Sentada na soleira da papelaria, de vestido cor-de-rosa como um leque ao seu redor, Alice parece uma florzinha que a mãe tivesse posto ali para alegrar os dias de quem passa. Se é esse o propósito, resulta. A menina dá-se à conversa com toda a gente, não teme estranhos e até embarca nos jogos de faz de conta que as velhas usam para a provocar. De quem é esta menina tão linda que eu nunca tinha visto? Como vive luxuosamente sem máscara, Alice pode exibir-lhes o sorriso, o perfil ordeiro dos dentinhos de leite, o nariz arrebitado à caça de mundo e outros sinais exteriores de riqueza. Quase a cantarolar, responde às velhas que é da avó e, de lá de dentro, o orgulho da rapariga da papelaria não demora a acusar o abalo: como é que é?! o que é que disseste?! Mas a menina só conta três anos, não está para servir de tapa poros às inseguranças da mãe. Interpretar o real e descobrir nele o lugar e a razão dos próprios desejos, deslumbramentos e temores já basta como desafio para a criança que é, não tem de levar às costas a carga de outrem. Então, desvalorizando aquela tosca manifestação de autoridade, volta a disparar sem culpa nem misericórdia: Licita é da avó. E a rapariga da papelaria, que tanto desesperou por um grande amor, um amor com olhos só para ela, que não lhe falte, não a troque, não a use e deite fora, esquece que é mãe e não poupa na vingança: olha, logo não te dou chocolate nem te conto uma história. Mas Alice nem ouve, concentrada que está a sondar o interior do nariz com a pontinha do dedo e a tomar o gosto ao resultado da colheita. 

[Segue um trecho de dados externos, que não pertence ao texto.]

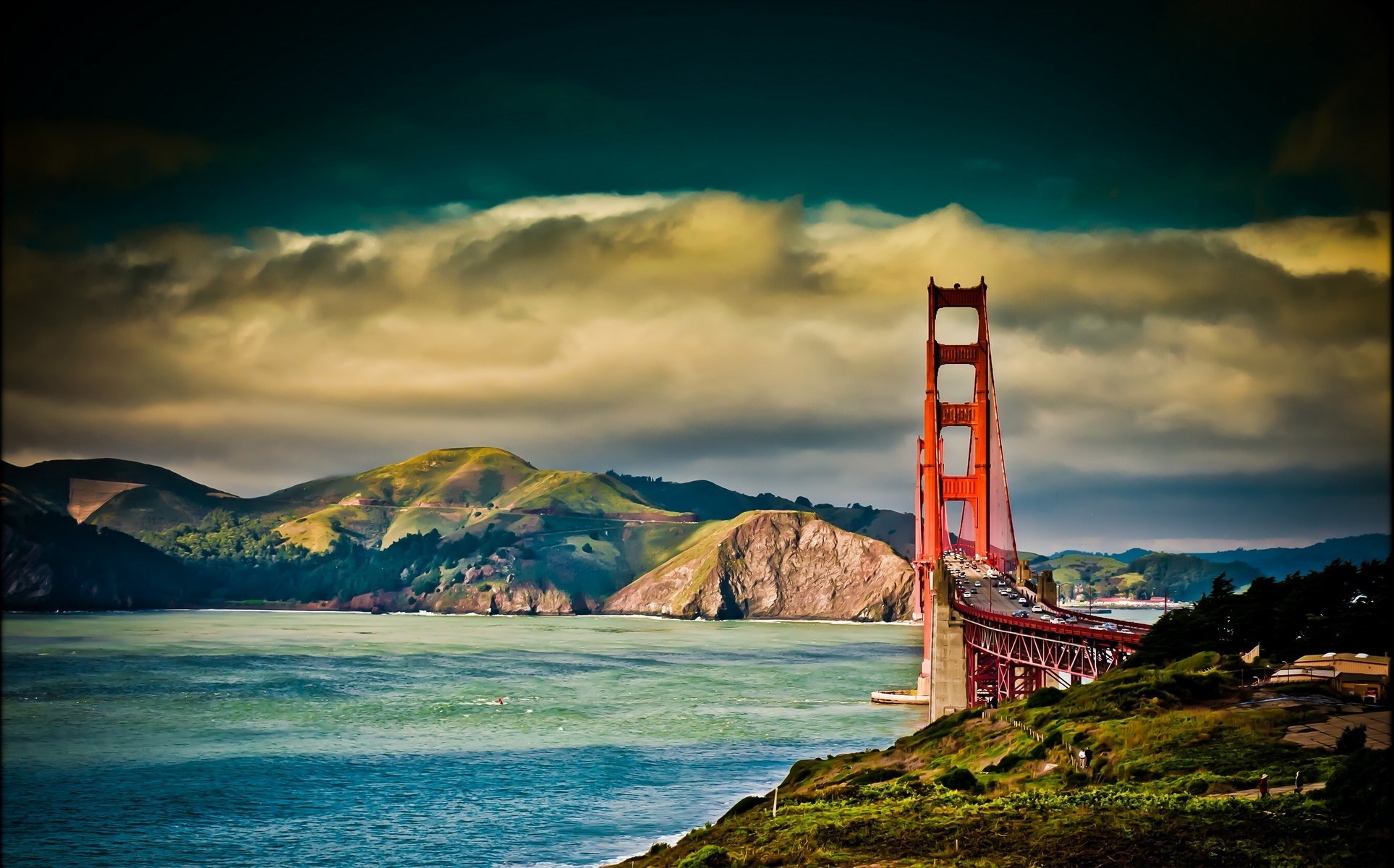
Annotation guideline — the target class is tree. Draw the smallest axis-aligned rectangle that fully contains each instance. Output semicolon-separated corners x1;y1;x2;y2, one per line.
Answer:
411;567;441;594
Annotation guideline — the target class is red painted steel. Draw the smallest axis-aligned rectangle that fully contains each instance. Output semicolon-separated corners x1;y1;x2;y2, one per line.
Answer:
913;277;1146;705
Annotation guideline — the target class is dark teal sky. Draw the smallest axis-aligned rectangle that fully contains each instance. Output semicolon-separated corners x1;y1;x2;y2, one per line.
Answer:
0;0;1394;550
6;3;1390;244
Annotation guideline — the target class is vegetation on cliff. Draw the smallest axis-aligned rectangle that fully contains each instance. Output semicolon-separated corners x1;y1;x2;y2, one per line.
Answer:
1129;558;1394;666
624;652;1390;868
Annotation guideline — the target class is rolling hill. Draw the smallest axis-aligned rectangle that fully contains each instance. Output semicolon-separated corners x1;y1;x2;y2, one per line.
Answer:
608;471;914;560
1196;534;1390;578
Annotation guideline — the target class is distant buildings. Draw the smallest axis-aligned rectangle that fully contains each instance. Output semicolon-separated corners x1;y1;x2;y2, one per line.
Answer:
1266;651;1390;704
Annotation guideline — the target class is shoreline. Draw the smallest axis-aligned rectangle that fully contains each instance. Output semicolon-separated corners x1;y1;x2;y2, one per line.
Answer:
0;606;923;629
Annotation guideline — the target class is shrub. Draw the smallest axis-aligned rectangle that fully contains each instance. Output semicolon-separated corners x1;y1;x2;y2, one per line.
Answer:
839;766;905;786
678;844;731;868
935;766;983;793
1026;687;1065;707
1325;748;1394;823
1335;723;1365;754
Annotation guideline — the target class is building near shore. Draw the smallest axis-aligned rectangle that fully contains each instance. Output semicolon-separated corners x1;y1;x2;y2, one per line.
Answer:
1265;651;1390;704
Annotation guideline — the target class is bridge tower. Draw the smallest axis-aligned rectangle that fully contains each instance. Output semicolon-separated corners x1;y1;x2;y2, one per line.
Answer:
914;277;1018;718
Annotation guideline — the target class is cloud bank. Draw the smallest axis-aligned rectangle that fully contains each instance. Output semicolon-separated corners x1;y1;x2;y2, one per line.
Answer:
3;192;1391;548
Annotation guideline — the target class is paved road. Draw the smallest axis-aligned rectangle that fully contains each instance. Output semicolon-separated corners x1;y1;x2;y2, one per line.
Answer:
949;557;1140;632
1206;780;1326;799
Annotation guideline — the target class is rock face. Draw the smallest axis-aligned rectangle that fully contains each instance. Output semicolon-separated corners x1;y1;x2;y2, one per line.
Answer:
425;582;590;614
605;511;913;621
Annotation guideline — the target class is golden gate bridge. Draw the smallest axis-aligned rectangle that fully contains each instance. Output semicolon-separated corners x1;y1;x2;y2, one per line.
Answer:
872;277;1146;718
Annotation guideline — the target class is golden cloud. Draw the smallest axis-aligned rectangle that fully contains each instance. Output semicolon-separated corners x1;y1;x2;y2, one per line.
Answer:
3;192;1390;500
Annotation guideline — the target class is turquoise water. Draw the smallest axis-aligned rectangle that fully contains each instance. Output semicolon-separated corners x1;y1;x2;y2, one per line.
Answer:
3;612;925;868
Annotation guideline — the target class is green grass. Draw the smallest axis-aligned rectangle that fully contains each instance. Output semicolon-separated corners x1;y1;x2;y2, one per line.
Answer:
626;653;1390;868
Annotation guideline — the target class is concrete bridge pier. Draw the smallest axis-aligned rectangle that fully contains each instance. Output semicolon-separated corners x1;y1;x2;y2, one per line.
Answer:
916;560;969;720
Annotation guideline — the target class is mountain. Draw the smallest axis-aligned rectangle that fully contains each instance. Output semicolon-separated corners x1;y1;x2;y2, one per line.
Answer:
608;471;914;560
4;447;913;618
4;459;239;535
265;447;697;552
1126;552;1260;600
0;500;200;612
605;511;913;621
1050;548;1153;563
1196;534;1390;578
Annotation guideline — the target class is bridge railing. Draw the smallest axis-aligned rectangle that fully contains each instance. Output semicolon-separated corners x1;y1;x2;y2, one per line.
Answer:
949;597;1142;648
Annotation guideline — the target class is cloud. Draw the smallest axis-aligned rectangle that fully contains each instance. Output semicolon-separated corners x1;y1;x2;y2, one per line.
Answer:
4;122;215;191
3;191;1390;548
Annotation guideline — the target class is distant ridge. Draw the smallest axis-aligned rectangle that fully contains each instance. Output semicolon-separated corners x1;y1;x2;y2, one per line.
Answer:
1194;534;1390;578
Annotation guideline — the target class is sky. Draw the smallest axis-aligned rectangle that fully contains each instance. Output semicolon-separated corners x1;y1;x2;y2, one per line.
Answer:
0;3;1391;552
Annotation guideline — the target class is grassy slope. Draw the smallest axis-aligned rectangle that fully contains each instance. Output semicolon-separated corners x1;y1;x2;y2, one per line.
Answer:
4;459;239;534
615;474;914;558
258;447;688;552
611;510;760;608
626;655;1390;868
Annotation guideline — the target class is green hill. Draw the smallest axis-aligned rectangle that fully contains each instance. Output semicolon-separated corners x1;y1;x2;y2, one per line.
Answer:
1194;534;1390;578
621;652;1390;868
608;471;914;560
262;447;683;552
4;459;241;535
1126;552;1259;600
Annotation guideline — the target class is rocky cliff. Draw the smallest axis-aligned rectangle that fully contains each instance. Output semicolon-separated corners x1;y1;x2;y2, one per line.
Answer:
603;511;913;621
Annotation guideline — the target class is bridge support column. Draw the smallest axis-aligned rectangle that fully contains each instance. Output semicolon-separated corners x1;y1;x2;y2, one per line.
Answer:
916;560;969;720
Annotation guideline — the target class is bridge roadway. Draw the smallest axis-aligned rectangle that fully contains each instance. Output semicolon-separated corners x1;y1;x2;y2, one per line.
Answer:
948;555;1147;645
946;556;1147;704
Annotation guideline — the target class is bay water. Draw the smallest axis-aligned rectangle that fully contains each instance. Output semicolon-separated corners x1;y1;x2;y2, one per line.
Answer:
8;610;926;868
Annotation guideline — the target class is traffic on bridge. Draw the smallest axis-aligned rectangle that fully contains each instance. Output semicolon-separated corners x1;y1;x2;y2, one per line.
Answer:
871;277;1147;718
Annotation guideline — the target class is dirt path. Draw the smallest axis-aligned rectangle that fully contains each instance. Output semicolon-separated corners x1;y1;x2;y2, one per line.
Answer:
1206;780;1326;799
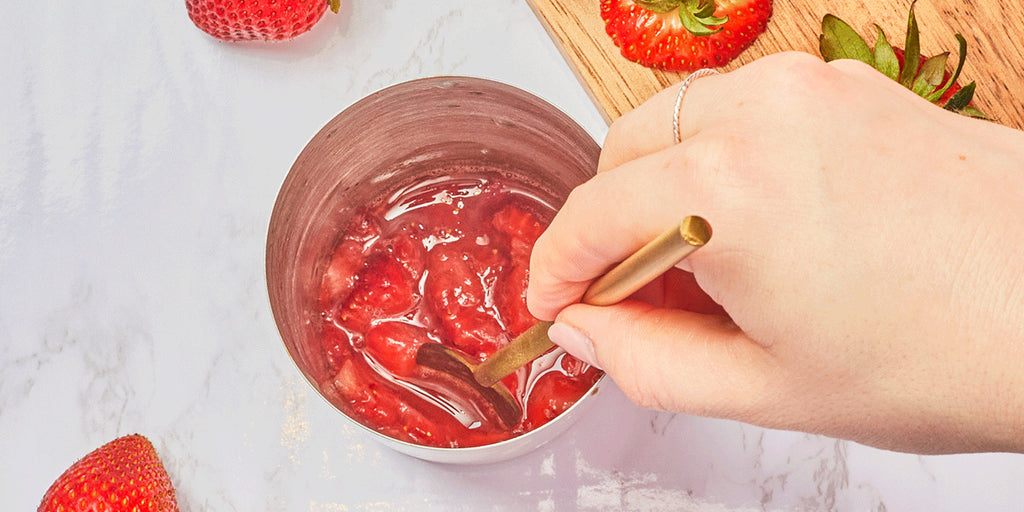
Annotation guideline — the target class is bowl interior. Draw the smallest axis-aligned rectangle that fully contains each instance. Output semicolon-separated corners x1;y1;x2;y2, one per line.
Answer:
266;77;599;462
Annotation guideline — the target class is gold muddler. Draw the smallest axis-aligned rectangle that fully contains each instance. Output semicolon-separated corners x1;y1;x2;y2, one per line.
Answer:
416;215;711;401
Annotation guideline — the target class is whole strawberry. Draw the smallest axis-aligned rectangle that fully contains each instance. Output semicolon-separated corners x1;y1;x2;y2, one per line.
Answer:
818;3;986;119
185;0;341;41
601;0;772;72
39;434;178;512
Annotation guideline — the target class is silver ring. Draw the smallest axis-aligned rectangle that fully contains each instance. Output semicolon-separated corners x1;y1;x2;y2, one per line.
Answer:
672;68;718;144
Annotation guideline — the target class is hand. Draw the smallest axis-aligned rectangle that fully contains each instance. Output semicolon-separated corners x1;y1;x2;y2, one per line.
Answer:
527;53;1024;453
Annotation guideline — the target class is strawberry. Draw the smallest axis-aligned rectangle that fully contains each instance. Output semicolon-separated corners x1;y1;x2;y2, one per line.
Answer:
495;264;537;336
601;0;772;72
185;0;341;41
366;322;428;377
334;253;417;332
39;434;178;512
818;3;986;119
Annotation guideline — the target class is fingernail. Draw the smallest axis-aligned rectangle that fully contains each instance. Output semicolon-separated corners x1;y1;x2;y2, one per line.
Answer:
548;322;601;370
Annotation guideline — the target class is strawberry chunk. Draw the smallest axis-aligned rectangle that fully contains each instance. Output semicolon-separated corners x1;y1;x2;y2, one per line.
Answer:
380;225;426;280
495;263;537;337
490;202;547;256
321;324;352;375
425;244;504;358
319;240;364;311
365;322;428;377
334;254;416;333
526;372;593;429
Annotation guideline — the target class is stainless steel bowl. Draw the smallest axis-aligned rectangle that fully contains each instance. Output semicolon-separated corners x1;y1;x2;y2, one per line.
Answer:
266;77;600;463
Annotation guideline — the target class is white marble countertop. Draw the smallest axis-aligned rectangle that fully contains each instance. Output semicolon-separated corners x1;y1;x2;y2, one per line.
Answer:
0;0;1024;512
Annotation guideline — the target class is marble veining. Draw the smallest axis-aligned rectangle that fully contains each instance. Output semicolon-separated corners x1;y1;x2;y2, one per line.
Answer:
0;0;1024;512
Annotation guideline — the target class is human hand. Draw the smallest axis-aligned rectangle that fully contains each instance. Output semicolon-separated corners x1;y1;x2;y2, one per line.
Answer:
527;53;1024;453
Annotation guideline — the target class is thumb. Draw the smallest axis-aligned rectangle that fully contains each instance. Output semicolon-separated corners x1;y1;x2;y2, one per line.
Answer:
548;301;774;422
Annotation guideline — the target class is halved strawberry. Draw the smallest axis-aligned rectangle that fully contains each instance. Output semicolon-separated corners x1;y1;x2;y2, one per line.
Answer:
601;0;772;72
818;3;987;119
424;241;506;358
319;240;366;311
334;254;416;332
495;259;537;337
39;434;178;512
185;0;341;41
365;322;429;377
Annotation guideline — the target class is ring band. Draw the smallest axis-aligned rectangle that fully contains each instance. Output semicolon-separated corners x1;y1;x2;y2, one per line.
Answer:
672;68;718;144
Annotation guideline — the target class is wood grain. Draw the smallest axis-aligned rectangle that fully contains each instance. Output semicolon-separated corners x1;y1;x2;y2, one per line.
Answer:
529;0;1024;128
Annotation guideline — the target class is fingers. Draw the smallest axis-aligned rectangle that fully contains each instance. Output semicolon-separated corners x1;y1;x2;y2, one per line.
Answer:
549;301;776;422
526;140;716;319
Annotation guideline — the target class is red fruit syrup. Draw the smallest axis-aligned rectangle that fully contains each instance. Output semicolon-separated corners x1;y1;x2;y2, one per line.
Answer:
317;169;600;447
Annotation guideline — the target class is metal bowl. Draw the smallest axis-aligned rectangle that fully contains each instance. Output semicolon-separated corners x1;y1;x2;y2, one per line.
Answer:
266;77;601;463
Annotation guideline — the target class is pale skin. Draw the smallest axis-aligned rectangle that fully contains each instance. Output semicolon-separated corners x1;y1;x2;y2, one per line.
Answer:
527;53;1024;454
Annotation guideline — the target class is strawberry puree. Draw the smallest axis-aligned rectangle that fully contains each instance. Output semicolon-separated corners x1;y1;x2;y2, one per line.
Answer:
317;171;600;447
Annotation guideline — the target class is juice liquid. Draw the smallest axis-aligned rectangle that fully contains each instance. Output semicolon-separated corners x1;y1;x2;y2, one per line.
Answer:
317;168;600;447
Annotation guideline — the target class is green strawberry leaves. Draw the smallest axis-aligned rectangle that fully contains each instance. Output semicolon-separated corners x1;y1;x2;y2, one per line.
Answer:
818;14;874;66
818;3;985;118
637;0;729;36
869;25;899;80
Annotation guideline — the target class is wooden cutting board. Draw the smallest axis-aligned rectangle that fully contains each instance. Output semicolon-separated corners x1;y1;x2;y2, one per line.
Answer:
529;0;1024;128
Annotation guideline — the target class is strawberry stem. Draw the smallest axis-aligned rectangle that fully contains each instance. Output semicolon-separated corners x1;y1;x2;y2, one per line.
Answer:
899;1;921;90
637;0;729;36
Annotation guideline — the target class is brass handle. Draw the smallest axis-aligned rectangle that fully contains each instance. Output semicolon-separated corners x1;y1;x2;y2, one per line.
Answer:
473;215;711;387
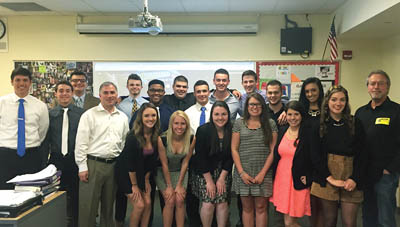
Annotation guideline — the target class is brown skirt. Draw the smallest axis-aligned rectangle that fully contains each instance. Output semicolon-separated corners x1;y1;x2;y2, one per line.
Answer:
311;154;363;203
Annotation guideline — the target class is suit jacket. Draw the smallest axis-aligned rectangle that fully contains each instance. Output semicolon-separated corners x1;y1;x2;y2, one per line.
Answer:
272;126;314;190
43;104;84;182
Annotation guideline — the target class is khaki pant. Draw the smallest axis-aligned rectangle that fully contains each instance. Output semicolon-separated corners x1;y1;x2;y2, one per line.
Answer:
79;159;116;227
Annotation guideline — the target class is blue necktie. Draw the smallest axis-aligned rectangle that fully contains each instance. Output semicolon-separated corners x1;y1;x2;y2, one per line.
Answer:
200;106;206;126
17;99;25;157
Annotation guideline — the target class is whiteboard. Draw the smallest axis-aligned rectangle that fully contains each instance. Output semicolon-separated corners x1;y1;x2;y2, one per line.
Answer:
93;61;255;96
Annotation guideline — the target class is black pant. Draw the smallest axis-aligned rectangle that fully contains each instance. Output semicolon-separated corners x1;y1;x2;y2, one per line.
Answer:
0;147;42;190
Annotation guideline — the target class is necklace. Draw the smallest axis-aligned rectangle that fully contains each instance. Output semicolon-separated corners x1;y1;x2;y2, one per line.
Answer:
288;128;299;138
308;110;321;117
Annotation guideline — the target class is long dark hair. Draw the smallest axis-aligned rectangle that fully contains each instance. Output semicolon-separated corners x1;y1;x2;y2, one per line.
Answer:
285;101;307;147
319;85;354;138
132;103;160;148
209;101;232;156
299;77;324;111
243;92;272;145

As velhas apertam os lábios. Querem rir da tolice que precipitou a desavença mas o melhor é não pôr achas na fogueira. A rapariga também é a menina delas, conheceram-na ainda adolescente, viram-na fazer-se mulher, tornar-se mãe, deram-lhe ouvidos e conselhos, estimam-na como aos do mesmo sangue. Vão continuar do lado dela: isso filha, tens de ter mão na catraia agora, senão faz de ti o que quer. O apoio das velhas é quanto basta para a rapariga da papelaria recuperar da estocada. Endireita-se, faz as contas, dá o troco. Há de segurar Alicita, ao menos Alicita.